In his famous study of religious discrimination, the distinguished UN Rapporteur, Arcot Krishnaswami, stated: "Greater intolerance is usually shown towards the new groups, especially if they are splinters of the predominant religion or belief which attempt to win converts to what the predominant religion considers to be a schism or a heresy." (Study of Discrimination [1960], p. 22) Three European countries, Austria, Belgium, and France, have established government "anti-sect" agencies that give rise to the very concerns about tolerance raised by Mr. Krishnaswami forty years ago. A delegation from the United States met with officials from these commissions to learn how the agencies would operate and what steps would be taken to ensure that the agencies do not become vehicles for promoting prejudice and stereotypes. In several cases, we were pleased to hear assurances that the agencies would be open-minded and fair. One official stated, however, that his agency would refuse to meet with the groups that it describes as "sects" - thereby giving the groups no official opportunity to respond to the allegations that are made against them. Parliamentary reports in Belgium and France attached lists of "sects" without giving the groups the full opportunity to respond to allegations against them. By failing to hear directly from the groups that are being criticized, governments and parliaments are falling short of the repeated advice provided at the OSCE Supplementary Meeting earlier this year to engage in a dialogue with the groups.
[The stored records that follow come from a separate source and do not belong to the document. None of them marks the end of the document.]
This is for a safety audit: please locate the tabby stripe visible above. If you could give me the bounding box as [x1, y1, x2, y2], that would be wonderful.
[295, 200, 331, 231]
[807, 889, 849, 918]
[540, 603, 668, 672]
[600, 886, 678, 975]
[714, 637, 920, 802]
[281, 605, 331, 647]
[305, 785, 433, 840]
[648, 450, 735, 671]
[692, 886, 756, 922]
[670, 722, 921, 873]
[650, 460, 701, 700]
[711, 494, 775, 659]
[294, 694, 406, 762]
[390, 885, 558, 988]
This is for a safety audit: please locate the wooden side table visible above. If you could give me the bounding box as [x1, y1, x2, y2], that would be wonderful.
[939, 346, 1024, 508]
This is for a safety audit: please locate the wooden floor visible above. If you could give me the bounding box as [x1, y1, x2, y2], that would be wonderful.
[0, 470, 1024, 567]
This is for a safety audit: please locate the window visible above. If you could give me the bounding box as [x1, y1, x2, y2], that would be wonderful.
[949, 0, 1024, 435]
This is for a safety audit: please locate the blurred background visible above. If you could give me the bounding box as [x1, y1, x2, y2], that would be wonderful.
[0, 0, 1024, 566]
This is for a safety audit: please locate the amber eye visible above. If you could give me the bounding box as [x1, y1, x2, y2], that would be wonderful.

The United States urges the new agencies in Austria, Belgium, and France to demonstrate their commitment to the principles of tolerance by:

  1. Avoiding use of the pejorative terms "sect" and "cult" when speaking of new religious movements.
  2. Refraining from implying that most new or small religious and belief-based groups are dangerous or threatening.
  3. Engaging in a serious and open dialogue with all religious and belief-based groups that are of concern to governments.
  4. Establishing open, transparent, and fair procedures, including the right to respond to allegations, when investigations are conducted against groups.
  5. Publicly announcing support for the principles of tolerance and discouraging citizens from discriminating against minority groups.
Showing tolerance, fairness, and open-mindedness is not always easy -- but such is the responsibility of governments -- including the United States. The Vienna Concluding Document obligates states to "foster a climate of mutual tolerance and respect between believers of different communities as well as believers and non-believers." We must all work harder to do so.